It seems there are a good few people really keen on getting rid of the internal-combustion engine, and many of them appear to live in Europe. Stockholm recently unveiled plans to ban ICE cars from certain parts of its urban area, and now the Dutch city of The Hague has decided to ban the advertising of any vehicles powered by fossil sauce. The city council has been talking about this step for the last two years, and has now voted it through. The ban comes into effect on January 1, 2025.
From that date onward, carmakers can still advertise their brands in general, but no vehicles using ICEs can be shown or talked about. Adverts for electric vehicles are exempt from the ban. The measure was introduced into the political process by an environmental initiative called Reclame Fossielvrij (or Fossil-Free Advertising), and the organization is now hoping that it will have a snowball effect in the country and further afield.
Even before the ban in The Hague, other European cities have already been thinking about similar measures, with the Dutch cities of Amsterdam, Zwolle, and Tilburg also considering such bans. The Austrian city of Graz is going even further, and is debating to not only prohibit the advertising of ICE vehicles but also ban adverts that promote services related to fossil fuels.
What makes The Hague’s move different is the fact that it was done completely under local government regulations. This could indeed set a precedent and empower other cities to do their own thing, rather than wait for national parliaments to introduce nationwide bans and then implement them.
Banning things might seem restrictive, and many people will even say this is another example of nanny-state overreach, but fact is that air pollution has a massive impact on human well-being, and ICE vehicles contribute a lot to it.

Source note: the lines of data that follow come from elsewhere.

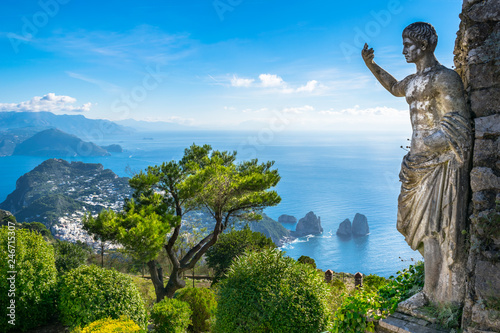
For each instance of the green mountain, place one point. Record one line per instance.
(54, 142)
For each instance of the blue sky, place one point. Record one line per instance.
(214, 64)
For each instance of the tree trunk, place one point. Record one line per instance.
(157, 283)
(102, 255)
(175, 282)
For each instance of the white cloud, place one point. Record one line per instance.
(298, 110)
(369, 112)
(50, 102)
(241, 82)
(271, 80)
(309, 87)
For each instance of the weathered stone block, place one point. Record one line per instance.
(486, 152)
(483, 200)
(486, 51)
(482, 179)
(488, 10)
(483, 75)
(487, 320)
(487, 126)
(485, 102)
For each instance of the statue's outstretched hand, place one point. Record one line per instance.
(367, 54)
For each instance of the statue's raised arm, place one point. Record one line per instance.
(387, 80)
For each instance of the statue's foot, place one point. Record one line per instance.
(411, 304)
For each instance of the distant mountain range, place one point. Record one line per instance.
(73, 124)
(54, 142)
(154, 126)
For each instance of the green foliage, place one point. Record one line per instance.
(307, 260)
(448, 316)
(359, 309)
(89, 293)
(110, 325)
(408, 282)
(228, 189)
(202, 303)
(146, 289)
(38, 227)
(268, 292)
(374, 282)
(171, 316)
(231, 245)
(70, 255)
(35, 282)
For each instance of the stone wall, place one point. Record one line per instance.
(477, 60)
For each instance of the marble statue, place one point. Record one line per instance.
(432, 205)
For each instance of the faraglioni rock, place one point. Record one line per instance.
(308, 225)
(360, 226)
(345, 229)
(287, 219)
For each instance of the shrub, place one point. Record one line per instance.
(28, 254)
(234, 244)
(109, 325)
(268, 292)
(89, 293)
(69, 256)
(307, 260)
(202, 302)
(171, 316)
(357, 309)
(374, 282)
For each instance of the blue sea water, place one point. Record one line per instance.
(335, 176)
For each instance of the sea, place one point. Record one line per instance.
(334, 175)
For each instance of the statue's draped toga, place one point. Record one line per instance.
(434, 188)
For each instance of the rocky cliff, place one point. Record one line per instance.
(308, 225)
(57, 188)
(477, 60)
(53, 142)
(272, 229)
(345, 229)
(287, 219)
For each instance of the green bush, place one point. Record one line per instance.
(268, 292)
(374, 282)
(203, 304)
(69, 255)
(109, 325)
(35, 280)
(234, 244)
(171, 316)
(90, 293)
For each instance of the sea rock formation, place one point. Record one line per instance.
(345, 229)
(287, 219)
(360, 226)
(308, 225)
(272, 229)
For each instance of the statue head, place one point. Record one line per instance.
(419, 38)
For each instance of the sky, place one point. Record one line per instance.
(215, 64)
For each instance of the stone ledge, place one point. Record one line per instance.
(401, 323)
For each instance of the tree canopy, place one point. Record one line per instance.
(204, 180)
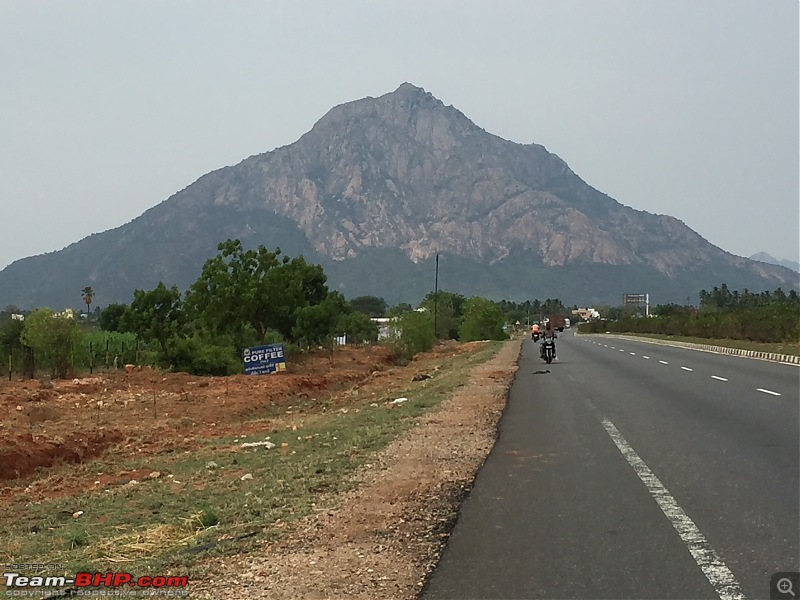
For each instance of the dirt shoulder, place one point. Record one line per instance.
(381, 539)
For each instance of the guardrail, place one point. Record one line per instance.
(771, 356)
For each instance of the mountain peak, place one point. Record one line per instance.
(409, 89)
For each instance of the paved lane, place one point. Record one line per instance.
(558, 511)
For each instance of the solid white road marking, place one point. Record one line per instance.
(715, 570)
(768, 392)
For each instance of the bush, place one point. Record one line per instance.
(413, 334)
(200, 356)
(483, 320)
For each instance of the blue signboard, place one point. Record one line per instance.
(264, 359)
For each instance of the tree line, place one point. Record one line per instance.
(248, 297)
(770, 317)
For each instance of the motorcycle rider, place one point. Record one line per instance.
(552, 337)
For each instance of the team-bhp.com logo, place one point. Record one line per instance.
(16, 582)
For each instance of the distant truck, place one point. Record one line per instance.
(557, 322)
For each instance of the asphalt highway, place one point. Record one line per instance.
(633, 470)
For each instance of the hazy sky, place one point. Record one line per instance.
(687, 108)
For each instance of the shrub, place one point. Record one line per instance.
(413, 334)
(200, 356)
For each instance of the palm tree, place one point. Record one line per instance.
(87, 294)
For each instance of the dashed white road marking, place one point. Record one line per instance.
(768, 392)
(715, 570)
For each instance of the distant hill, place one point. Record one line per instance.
(373, 192)
(768, 258)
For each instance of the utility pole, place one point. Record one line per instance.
(436, 296)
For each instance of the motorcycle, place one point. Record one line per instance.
(548, 351)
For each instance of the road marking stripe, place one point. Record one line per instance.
(768, 392)
(715, 570)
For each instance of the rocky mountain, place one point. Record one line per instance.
(373, 192)
(769, 259)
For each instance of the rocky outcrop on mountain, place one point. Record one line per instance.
(769, 259)
(374, 191)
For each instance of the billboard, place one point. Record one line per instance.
(634, 298)
(264, 359)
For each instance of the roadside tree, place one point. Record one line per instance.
(483, 320)
(156, 315)
(87, 294)
(241, 287)
(53, 339)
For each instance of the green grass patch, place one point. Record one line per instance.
(205, 499)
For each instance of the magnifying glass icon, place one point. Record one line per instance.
(784, 586)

The air quality index in Metro Manila, for example, regularly reaches “very unhealthy” levels according to DENR-EMB air-monitoring stations. Research by the Center for Research on Energy and Clean Air has found that air pollution was responsible for 66,230 deaths in the Philippines in 2019, of which 64,920 deaths were estimated to be adults and 1,310 children.
Not all pollution comes from vehicles, of course, but any step that helps toward making the air we breathe cleaner should be welcomed. So, who’s going to phone Malacañang and suggest this for the Philippines?